The book’s inside pages were printed offset and provide a brief rundown of World Relief’s efforts over its 70 year history, illustrated with snapshots that offer the same delicate blend of crisis and hope.
“Delving into the archives of World Relief, StudioNorth discovered a treasure trove of paraphernalia from their history,” Marilyn explains. “Photos, newsletters, stories, and other collateral were carefully selected for use in the early portion of the book. As the reader pages through it, they are taken on a journey through time. The design transforms and sharpens and becomes more vibrant as you move from ‘then’ to ‘now.’ Design becomes the mechanism that moves the reader through history, with hand-glued tip-in pages as moments that portray World Relief as a unique, agile and relevant organization.”

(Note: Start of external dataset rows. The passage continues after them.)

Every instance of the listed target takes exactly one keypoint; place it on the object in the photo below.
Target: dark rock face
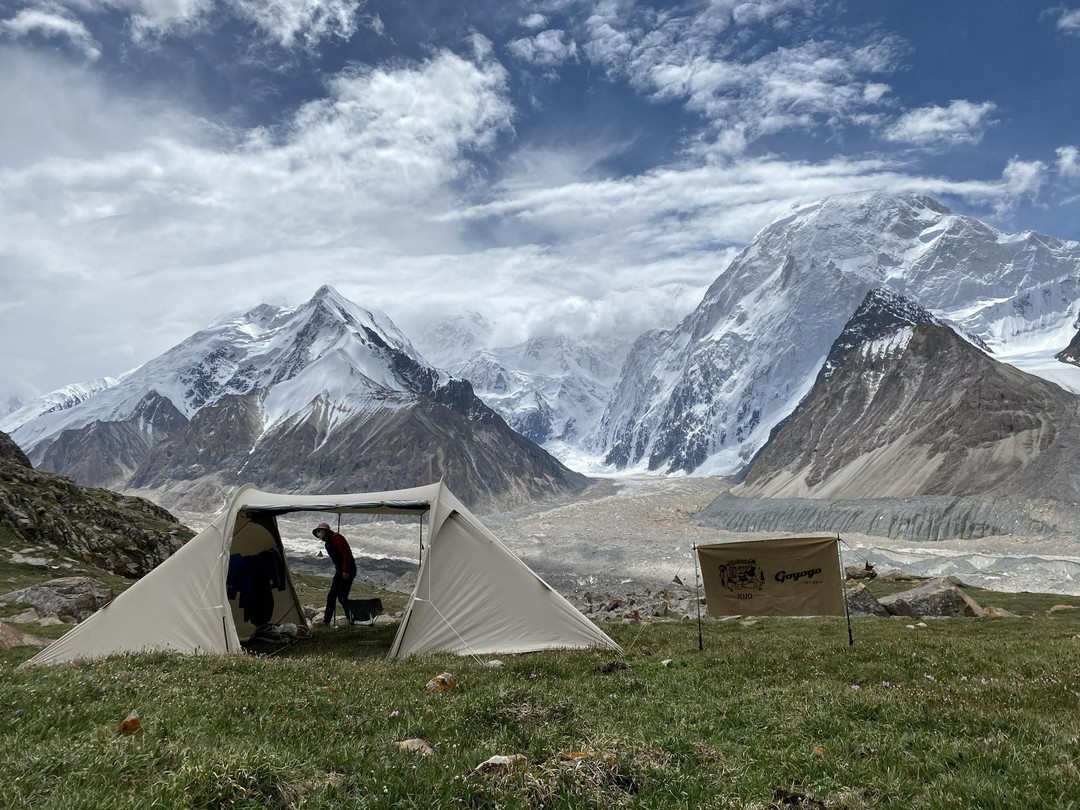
(405, 443)
(929, 416)
(910, 432)
(11, 453)
(106, 454)
(120, 534)
(376, 417)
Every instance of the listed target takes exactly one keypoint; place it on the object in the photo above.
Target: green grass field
(773, 713)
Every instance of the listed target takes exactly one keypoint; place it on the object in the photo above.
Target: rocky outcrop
(119, 534)
(11, 637)
(11, 451)
(939, 597)
(70, 598)
(861, 602)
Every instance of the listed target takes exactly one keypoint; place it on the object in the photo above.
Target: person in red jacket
(345, 570)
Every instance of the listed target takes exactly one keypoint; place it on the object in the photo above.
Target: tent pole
(697, 598)
(844, 590)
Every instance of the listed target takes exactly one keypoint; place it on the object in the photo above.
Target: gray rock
(69, 597)
(861, 602)
(27, 617)
(11, 637)
(939, 597)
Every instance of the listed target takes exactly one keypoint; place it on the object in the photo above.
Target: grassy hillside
(774, 713)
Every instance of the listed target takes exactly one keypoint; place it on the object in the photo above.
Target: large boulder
(939, 597)
(861, 602)
(72, 598)
(11, 637)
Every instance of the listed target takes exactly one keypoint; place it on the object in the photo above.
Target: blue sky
(585, 167)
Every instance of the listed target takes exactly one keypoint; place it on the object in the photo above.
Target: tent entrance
(259, 585)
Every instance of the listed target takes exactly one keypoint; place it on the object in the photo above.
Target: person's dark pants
(339, 592)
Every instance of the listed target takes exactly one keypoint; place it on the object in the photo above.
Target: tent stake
(844, 589)
(697, 597)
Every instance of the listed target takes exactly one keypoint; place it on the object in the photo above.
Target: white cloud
(960, 122)
(1068, 162)
(1069, 22)
(311, 19)
(702, 62)
(547, 49)
(165, 221)
(50, 23)
(1020, 179)
(286, 22)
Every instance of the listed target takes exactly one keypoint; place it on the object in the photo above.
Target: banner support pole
(697, 598)
(844, 590)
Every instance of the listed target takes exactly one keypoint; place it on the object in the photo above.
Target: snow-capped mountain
(10, 406)
(62, 399)
(913, 432)
(326, 394)
(905, 407)
(705, 395)
(551, 390)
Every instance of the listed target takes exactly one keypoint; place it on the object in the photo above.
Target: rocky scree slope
(912, 432)
(118, 534)
(704, 396)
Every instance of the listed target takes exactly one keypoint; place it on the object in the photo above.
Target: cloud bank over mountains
(163, 162)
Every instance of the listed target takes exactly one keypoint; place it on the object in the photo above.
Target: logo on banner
(796, 576)
(742, 575)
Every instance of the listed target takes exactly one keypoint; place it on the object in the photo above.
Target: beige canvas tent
(472, 596)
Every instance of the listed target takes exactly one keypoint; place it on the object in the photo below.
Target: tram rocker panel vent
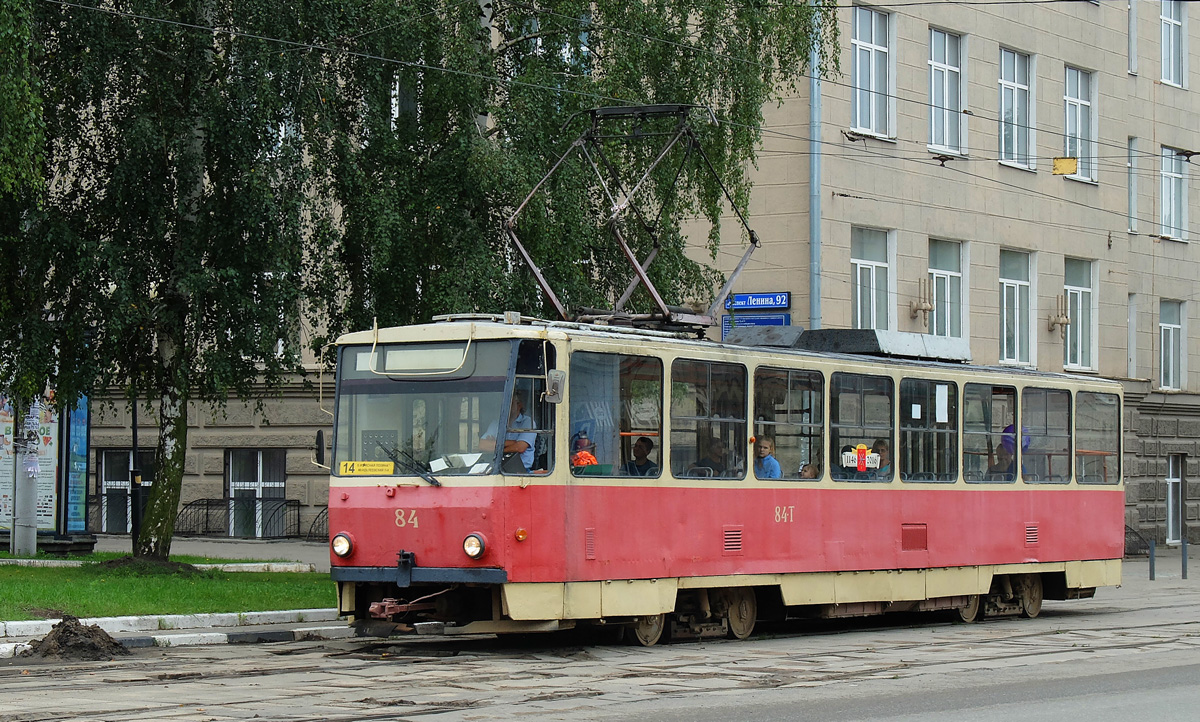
(732, 539)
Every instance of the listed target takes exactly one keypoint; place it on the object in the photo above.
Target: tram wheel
(743, 612)
(973, 611)
(647, 630)
(1031, 595)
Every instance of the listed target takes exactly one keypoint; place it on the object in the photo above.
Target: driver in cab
(517, 444)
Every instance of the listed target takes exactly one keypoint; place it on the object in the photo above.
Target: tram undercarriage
(695, 612)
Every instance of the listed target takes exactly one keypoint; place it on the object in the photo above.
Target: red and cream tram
(718, 483)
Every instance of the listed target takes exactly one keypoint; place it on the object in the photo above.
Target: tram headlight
(342, 543)
(473, 545)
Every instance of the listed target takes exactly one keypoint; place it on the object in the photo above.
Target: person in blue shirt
(517, 441)
(883, 447)
(641, 465)
(766, 465)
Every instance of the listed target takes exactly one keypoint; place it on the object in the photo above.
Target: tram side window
(534, 358)
(861, 427)
(989, 445)
(1097, 438)
(1045, 419)
(708, 419)
(787, 413)
(616, 405)
(929, 431)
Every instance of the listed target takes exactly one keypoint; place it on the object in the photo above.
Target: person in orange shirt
(582, 455)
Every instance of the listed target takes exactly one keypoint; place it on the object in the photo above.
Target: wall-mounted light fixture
(1059, 318)
(924, 302)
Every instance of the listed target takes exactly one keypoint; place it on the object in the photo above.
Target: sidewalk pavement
(187, 630)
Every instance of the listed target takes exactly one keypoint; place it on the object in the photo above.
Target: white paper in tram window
(465, 459)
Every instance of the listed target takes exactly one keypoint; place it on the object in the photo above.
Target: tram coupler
(699, 630)
(378, 627)
(388, 607)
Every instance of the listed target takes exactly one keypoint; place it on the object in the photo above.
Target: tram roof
(513, 325)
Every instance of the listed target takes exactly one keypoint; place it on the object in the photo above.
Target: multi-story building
(919, 192)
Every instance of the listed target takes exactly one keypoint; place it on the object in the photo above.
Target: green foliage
(93, 590)
(21, 116)
(215, 168)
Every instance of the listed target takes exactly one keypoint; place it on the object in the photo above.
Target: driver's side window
(534, 359)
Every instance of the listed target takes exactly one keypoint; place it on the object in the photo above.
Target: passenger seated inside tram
(641, 464)
(583, 451)
(883, 447)
(517, 444)
(714, 459)
(766, 465)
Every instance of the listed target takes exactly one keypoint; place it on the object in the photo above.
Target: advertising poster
(7, 426)
(41, 463)
(77, 468)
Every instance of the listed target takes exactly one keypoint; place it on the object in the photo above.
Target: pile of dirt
(72, 641)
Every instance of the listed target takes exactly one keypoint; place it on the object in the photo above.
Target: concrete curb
(13, 649)
(172, 621)
(259, 566)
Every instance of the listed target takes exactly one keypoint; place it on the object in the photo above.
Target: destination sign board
(759, 301)
(754, 319)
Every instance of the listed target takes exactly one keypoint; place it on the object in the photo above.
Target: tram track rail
(418, 678)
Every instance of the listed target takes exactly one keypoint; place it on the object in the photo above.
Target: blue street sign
(754, 319)
(754, 301)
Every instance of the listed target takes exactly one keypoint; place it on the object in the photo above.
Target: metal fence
(246, 518)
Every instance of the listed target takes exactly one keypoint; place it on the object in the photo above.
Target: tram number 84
(407, 517)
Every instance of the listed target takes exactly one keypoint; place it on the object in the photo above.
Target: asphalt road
(1131, 654)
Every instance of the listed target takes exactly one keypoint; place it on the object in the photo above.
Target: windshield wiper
(412, 464)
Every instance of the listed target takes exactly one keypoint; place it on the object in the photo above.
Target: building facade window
(1174, 208)
(1174, 52)
(1079, 133)
(117, 500)
(946, 90)
(1015, 112)
(256, 481)
(1014, 307)
(1170, 335)
(1132, 181)
(869, 278)
(871, 72)
(1174, 498)
(1078, 292)
(946, 280)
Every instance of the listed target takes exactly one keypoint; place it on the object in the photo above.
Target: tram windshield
(419, 408)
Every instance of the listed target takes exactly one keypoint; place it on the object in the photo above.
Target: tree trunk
(159, 524)
(173, 354)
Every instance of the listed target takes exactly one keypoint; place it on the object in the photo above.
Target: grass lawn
(99, 590)
(111, 555)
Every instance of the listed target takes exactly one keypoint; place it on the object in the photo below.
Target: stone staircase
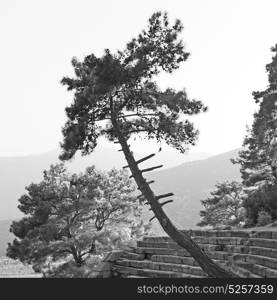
(247, 254)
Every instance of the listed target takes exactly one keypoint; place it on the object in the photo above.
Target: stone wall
(246, 253)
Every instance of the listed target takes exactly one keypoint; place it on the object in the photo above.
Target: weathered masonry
(246, 253)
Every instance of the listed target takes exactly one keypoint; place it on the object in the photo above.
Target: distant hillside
(18, 172)
(191, 182)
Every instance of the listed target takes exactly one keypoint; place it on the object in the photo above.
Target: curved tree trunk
(182, 239)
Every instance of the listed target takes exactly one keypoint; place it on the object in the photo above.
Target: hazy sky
(229, 42)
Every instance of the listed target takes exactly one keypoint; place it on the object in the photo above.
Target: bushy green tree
(258, 159)
(224, 206)
(67, 213)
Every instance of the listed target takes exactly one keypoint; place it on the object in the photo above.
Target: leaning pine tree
(115, 96)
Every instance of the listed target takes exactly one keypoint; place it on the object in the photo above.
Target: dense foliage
(258, 159)
(71, 216)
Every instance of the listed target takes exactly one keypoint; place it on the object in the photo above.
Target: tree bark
(182, 239)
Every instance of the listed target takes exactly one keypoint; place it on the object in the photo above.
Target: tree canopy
(258, 159)
(121, 85)
(67, 214)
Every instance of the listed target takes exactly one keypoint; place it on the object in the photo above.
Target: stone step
(220, 240)
(199, 234)
(265, 234)
(218, 233)
(265, 243)
(161, 266)
(263, 260)
(132, 255)
(189, 261)
(259, 270)
(256, 259)
(242, 272)
(161, 251)
(129, 271)
(263, 251)
(235, 249)
(168, 245)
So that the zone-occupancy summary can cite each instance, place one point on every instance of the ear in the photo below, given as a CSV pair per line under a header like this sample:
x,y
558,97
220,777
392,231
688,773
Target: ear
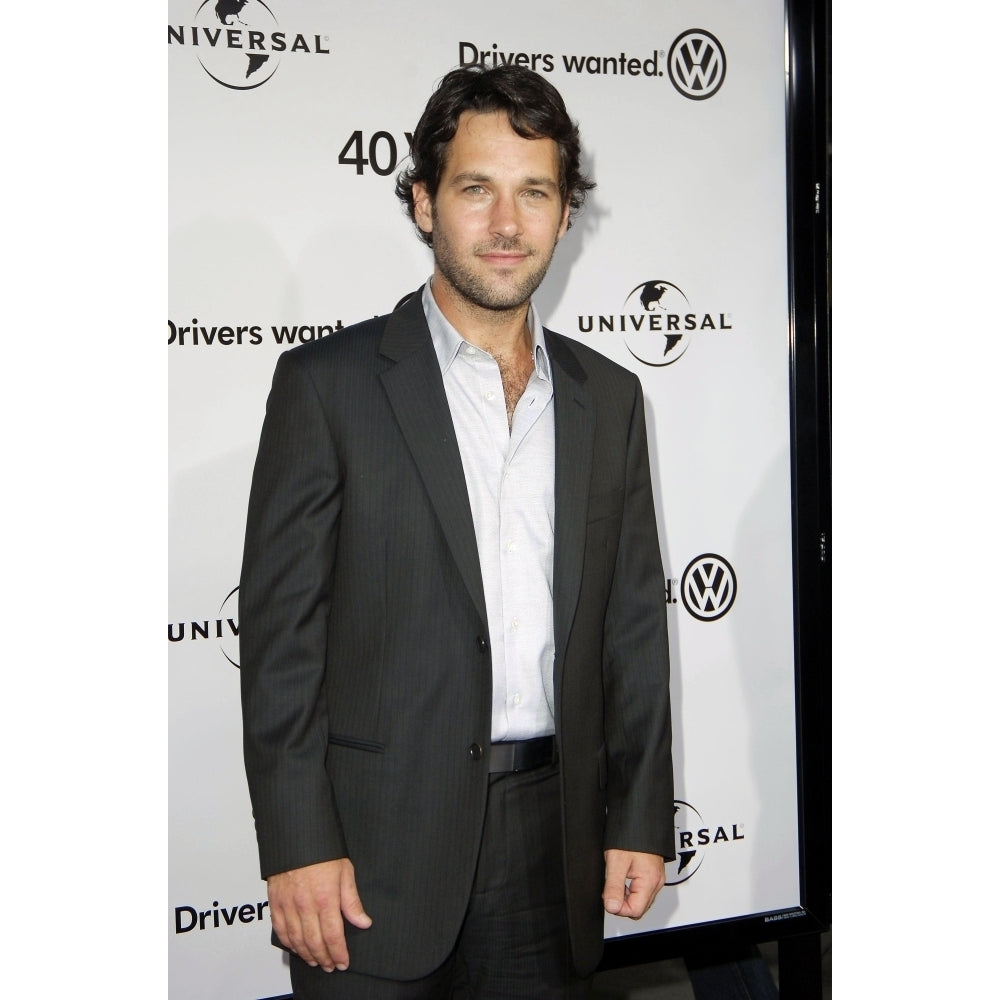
x,y
564,225
422,207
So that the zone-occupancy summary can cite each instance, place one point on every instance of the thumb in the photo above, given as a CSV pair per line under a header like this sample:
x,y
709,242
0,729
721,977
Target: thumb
x,y
350,902
615,872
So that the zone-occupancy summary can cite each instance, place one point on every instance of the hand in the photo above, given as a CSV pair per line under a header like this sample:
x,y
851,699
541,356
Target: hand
x,y
308,906
631,882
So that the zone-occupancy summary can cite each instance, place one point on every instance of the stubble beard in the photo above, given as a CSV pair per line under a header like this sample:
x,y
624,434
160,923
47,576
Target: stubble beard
x,y
500,292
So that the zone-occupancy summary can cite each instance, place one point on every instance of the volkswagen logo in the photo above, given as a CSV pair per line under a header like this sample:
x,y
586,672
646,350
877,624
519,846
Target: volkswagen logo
x,y
708,587
697,64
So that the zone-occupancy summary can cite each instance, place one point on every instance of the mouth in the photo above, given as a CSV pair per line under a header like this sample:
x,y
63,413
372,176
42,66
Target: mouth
x,y
503,258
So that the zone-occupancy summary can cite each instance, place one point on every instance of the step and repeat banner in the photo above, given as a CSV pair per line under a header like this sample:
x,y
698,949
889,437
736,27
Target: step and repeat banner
x,y
287,124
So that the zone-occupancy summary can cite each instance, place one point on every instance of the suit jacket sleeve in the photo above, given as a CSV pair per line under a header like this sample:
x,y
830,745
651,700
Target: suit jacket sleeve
x,y
636,669
288,556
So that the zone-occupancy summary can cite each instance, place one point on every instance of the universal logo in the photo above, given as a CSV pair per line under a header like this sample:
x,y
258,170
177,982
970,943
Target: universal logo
x,y
694,840
225,628
657,322
708,587
239,44
696,63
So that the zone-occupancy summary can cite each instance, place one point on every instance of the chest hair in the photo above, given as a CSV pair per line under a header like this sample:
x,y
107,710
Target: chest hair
x,y
515,373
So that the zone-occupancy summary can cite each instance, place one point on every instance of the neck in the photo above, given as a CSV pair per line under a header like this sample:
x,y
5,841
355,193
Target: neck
x,y
502,332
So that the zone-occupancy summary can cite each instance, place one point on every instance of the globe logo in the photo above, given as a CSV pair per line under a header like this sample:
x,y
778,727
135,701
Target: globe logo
x,y
231,48
653,334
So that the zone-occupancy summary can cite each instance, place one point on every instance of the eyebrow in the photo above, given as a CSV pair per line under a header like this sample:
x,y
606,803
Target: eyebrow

And uniting all of this between chipboard covers that evoke the rough-and-tumble areas covered inside: a Smyth binding employing several different colors of thread.
“Smyth binding seemed to be a very appropriate choice,” says Marilyn. “First, an exposed spine is perfectly in alignment with the idea of ‘seeing,’ [i.e., World Relief’s mission to make visible people and situations we might not otherwise see] — an idea embedded in the backbone of the organization. Second, by placing the World Relief brand colors in such a critical place, it was a way of taking a symbolic stand from a branding perspective.”
And perhaps most effectively, “Smyth binding has a hand-crafted quality to it, aligning with the grassroots aspect of some of World Relief’s approach. Quite a few of the people they serve are also makers and craftspeople who earn a living by creating things with their own two hands.”